Another gender observation came about during meals with the host family. Mama Catherine does all of the cooking and cleaning while Bwana Theophile sits and waits for his meal and doesn’t clean. This is not entirely different from American culture, as there are many households in the U.S. where the mother does all of the cooking and cleaning.

This morning, May 28th, I did see an exception to this gender division. For the past few days, Bwana Theophile has stated that I should gather my laundry soon. Last night I placed my really dirty clothes into a bag and placed them in a designated corner of the living room. From past experiences at Tanzanian homes, I have seen all completely feminine house help. Based on these observations, I suspected that the individual doing my laundry would be a female. To my surprise, and to your assumptions based on my introduction, the individual doing my laundry as I left for school was a male.
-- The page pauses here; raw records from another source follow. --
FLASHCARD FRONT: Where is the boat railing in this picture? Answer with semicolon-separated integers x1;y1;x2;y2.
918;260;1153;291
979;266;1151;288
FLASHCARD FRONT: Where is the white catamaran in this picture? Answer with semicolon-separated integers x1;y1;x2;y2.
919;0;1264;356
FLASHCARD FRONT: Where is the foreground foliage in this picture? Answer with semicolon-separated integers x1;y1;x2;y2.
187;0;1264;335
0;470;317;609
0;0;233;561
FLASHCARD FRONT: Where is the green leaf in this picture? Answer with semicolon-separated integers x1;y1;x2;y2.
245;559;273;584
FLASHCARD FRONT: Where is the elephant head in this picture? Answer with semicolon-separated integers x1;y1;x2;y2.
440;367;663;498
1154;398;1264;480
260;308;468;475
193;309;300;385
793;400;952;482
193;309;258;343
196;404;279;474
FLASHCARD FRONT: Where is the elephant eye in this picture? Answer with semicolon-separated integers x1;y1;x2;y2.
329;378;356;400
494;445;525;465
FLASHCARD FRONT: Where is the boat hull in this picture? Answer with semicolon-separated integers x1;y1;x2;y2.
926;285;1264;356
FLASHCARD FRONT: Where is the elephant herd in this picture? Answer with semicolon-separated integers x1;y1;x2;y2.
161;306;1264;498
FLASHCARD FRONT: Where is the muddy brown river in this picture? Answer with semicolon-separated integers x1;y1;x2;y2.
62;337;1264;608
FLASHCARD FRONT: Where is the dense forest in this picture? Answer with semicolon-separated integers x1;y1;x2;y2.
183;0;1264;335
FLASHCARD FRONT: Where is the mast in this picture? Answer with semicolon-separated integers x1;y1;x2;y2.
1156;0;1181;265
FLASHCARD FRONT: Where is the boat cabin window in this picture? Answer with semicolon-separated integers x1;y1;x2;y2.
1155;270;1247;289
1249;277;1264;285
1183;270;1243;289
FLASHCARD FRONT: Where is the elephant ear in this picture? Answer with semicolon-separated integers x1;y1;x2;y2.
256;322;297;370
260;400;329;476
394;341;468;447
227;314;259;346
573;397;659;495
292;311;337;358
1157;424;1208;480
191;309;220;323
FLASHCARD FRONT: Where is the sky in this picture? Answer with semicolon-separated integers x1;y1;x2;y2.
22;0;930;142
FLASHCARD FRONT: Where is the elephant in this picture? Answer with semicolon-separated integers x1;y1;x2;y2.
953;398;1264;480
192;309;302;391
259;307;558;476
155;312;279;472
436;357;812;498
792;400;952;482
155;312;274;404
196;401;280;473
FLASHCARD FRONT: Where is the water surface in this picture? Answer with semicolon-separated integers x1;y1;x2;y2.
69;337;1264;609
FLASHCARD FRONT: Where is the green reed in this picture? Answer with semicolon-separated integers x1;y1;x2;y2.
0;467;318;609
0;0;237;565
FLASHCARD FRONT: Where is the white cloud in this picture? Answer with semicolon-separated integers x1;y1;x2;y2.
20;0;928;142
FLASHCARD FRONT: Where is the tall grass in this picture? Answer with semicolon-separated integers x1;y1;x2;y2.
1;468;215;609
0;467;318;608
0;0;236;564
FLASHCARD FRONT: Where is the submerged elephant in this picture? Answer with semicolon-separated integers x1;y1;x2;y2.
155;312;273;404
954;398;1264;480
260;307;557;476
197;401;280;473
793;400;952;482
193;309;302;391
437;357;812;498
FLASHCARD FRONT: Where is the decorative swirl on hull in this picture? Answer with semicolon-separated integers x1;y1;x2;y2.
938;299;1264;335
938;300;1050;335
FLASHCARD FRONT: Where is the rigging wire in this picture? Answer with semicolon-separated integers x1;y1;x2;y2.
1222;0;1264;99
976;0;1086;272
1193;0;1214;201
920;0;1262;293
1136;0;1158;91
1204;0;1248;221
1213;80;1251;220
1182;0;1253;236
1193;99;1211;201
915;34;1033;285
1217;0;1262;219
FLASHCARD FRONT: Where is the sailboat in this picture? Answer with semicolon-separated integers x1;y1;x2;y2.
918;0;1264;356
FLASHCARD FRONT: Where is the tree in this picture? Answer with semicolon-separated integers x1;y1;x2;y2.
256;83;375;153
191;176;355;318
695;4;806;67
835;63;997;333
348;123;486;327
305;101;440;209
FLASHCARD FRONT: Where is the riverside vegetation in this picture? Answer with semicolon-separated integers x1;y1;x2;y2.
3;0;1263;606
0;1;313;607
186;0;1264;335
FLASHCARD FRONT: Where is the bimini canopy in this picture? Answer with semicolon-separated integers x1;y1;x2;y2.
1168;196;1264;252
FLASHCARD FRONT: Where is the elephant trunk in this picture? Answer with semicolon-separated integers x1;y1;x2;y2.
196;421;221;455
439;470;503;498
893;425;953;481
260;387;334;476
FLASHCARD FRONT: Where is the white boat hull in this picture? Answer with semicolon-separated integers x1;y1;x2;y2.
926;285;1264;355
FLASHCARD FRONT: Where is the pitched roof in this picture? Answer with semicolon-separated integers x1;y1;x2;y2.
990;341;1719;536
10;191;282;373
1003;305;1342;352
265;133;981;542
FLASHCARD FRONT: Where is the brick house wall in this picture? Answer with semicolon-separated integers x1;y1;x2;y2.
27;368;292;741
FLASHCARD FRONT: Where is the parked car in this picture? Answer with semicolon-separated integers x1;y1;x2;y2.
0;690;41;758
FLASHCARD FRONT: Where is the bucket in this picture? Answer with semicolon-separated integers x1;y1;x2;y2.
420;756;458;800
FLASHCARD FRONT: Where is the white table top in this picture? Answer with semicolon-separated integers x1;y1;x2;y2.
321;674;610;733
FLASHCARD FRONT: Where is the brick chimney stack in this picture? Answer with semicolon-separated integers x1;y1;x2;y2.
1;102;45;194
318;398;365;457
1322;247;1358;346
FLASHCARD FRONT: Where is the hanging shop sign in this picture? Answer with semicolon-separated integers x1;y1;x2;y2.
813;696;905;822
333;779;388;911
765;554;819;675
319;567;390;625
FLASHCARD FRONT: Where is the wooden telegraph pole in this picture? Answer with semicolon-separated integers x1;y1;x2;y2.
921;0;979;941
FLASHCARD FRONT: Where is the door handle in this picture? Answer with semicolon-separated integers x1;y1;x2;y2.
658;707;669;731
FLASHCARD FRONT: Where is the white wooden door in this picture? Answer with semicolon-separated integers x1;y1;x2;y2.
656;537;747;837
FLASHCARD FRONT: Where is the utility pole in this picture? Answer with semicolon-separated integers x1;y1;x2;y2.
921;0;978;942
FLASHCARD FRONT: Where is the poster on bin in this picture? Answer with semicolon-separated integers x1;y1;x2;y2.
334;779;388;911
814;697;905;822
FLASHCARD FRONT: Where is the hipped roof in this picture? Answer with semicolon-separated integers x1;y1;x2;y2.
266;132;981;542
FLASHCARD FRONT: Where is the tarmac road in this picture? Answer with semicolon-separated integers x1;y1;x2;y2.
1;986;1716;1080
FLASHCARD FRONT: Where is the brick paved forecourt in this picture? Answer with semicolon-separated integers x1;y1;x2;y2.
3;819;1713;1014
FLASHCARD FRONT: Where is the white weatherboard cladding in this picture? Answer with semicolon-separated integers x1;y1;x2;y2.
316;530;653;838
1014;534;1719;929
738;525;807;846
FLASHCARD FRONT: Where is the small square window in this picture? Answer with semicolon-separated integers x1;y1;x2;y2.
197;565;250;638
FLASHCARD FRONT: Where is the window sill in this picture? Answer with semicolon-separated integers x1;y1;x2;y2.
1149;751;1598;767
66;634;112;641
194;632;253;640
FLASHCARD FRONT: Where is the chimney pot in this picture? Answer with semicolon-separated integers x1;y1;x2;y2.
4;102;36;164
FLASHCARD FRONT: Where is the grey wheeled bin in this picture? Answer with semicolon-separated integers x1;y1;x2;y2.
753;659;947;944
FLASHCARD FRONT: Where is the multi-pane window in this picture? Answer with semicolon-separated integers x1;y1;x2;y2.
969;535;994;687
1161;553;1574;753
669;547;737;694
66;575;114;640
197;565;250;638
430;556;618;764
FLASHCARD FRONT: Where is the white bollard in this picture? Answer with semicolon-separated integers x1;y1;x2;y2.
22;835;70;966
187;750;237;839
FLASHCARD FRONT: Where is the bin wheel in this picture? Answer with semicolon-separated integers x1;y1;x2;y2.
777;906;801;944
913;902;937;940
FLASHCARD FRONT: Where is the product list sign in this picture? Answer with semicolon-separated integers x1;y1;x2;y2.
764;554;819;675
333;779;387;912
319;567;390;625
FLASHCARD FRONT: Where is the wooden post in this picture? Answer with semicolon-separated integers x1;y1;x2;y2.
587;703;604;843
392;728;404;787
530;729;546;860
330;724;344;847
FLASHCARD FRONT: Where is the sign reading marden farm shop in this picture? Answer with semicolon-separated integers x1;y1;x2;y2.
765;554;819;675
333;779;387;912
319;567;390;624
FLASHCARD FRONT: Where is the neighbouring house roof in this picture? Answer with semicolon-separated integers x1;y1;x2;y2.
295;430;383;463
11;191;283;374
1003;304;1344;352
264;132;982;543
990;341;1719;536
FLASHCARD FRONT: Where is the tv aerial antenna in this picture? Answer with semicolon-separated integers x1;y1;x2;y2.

I would assume that his socioeconomic status is forcing him to perform tasks that would otherwise be performed by a female. I’ll have to make some more observations on this issue as my time in Tanzania continues.

So other interesting observations so far:
- Tanzanians don’t eat dessert, at least from what I can tell. There is usually a small piece of fruit with dinner but that is all.
- There are earthquakes in Tanzania. We felt a small tremor about 2 nights ago. I thought someone was shaking my bed in the middle of the night only to find out it was an earthquake.
- Most of the people I see on the street are very friendly. As opposed to other developing nations, such as those in South America, that make cat calls to girls, the girls in my group of many different skin tones have been more or less respected.
- Food is cheap. Lunch is about a dollar a day for a large plate of spiced rice with beef, and soup made out of coconut milk and tomato juice.
- Soda is very popular. I would guess that 85 – 90 percent of the locals I see eating are drinking soda, predominately coke.
- Tanzanians like to play music in the morning when they wake up. This morning I was woken up by an unfamiliar song around 5:30.
- The water in Moshi isn’t that bad. I’m brushing my teeth with the tap water but am using my SteriPen for the drinking water.
- No ice. I knew this would be the case but a glass of ice water would be awesome.
- Alcohol is very prevalent. I was given the opportunity to try a traditional Chagga home brew the second day in Moshi, right before I was taken to my host family. It was made from Bananas and Millet, and was actually quite good.